With that, we can now use this file, and the sentiment function as a module. Here's an example script that might utilize the module:

In [6]:
import sentiment_mod as s

print(s.sentiment("This movie was awesome! The acting was great, plot was wonderful, and there were pythons...so yea!"))
print(s.sentiment("This movie was utter junk. There were absolutely 0 pythons. I don't see what the point was at all. Horrible movie, 0/10"))

10664
('neg', 0.6)
('neg', 1.0)


As expected, the movie with pythons obviously did very well with reviewers, and the movie without any pythons was junk. Both of these were with 100% confidence as well.

It took me about 5 seconds to import the module, since we pickled the classifiers, as compared to the 30ish minutes it took without pickling. Yay for pickling. Your time will vary greatly depending on your processor. If you continue down this path, I will just throw out there that **you may also want to look into joblib**.

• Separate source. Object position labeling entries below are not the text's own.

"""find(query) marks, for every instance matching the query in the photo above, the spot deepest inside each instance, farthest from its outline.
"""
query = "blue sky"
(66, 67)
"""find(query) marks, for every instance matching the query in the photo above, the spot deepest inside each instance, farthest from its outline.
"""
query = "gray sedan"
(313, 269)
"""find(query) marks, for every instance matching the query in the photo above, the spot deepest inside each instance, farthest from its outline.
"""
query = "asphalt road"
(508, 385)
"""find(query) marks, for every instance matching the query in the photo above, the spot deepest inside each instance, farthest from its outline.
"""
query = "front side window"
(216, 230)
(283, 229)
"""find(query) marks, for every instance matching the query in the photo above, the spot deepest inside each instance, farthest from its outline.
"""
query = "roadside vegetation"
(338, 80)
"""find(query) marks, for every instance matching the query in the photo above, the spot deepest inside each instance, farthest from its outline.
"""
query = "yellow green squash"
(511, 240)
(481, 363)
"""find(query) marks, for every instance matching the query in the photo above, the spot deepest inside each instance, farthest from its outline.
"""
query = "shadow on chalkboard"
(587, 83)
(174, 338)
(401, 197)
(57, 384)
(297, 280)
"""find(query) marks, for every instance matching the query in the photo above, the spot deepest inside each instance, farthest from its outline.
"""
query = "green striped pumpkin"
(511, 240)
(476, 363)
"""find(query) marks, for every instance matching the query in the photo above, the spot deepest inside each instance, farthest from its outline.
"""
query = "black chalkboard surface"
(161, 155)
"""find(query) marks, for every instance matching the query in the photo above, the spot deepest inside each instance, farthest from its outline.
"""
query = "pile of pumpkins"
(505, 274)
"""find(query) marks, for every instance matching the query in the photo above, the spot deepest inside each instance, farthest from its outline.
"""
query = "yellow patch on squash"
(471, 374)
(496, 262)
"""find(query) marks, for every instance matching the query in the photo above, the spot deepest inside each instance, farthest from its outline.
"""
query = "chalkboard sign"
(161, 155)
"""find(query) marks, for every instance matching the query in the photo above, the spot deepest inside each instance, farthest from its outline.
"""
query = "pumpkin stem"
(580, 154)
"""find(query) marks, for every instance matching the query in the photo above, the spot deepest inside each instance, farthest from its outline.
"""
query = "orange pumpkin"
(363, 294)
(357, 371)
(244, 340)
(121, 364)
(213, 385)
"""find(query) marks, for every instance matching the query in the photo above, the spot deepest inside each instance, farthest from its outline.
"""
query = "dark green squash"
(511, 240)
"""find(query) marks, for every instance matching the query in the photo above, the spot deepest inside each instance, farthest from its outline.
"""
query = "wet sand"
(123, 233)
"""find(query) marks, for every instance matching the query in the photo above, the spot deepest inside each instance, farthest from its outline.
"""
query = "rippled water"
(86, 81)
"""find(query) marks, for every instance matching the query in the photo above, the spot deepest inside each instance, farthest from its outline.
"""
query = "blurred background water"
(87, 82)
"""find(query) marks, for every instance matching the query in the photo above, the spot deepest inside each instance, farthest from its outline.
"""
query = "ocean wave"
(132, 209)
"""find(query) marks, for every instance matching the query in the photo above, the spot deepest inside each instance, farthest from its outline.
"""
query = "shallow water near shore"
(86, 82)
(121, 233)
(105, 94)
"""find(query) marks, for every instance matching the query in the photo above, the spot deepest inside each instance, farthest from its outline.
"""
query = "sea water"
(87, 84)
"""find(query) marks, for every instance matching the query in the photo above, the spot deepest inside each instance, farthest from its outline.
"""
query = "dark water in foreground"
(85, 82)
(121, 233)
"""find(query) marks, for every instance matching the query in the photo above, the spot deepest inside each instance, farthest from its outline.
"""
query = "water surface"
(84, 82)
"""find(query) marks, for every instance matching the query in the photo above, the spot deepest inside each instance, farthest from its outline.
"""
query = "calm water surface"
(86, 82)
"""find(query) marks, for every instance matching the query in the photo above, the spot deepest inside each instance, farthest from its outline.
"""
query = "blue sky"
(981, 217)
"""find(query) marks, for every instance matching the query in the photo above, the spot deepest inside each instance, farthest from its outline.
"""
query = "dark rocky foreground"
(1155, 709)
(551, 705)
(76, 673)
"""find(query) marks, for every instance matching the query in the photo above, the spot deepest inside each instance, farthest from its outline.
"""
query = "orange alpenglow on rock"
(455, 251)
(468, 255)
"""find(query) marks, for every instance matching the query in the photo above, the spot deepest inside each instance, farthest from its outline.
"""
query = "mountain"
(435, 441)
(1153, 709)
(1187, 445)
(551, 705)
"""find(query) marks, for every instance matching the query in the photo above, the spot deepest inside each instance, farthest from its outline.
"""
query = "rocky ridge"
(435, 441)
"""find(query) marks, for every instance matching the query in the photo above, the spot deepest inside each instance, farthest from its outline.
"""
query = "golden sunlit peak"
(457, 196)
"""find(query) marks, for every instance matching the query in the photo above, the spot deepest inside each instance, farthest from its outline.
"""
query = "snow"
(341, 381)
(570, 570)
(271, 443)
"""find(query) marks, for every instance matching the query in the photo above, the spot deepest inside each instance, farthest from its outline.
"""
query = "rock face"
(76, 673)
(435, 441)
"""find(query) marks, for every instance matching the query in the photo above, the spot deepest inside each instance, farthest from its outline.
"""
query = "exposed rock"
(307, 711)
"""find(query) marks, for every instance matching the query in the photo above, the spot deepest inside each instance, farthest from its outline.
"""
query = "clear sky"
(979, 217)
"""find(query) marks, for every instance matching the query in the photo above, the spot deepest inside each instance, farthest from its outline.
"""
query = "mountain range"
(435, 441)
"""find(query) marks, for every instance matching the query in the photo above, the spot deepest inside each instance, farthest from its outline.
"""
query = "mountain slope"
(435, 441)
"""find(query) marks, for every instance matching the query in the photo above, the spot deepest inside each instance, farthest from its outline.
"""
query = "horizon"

Now that we have this awesome module, and it works easily, what can we do? I propose we take to Twitter to perform live sentiment analysis!

In [7]:
print(s.sentiment("I am absolutely delighted. The lovely acting combined with the excellent camera work make for an outstanding piece of art!"))

('pos', 1.0)


In [8]:
print(s.sentiment("Well I don't know, I guess they could not really convey their intended messages clearly. I was lost for most of the plot."))

('neg', 1.0)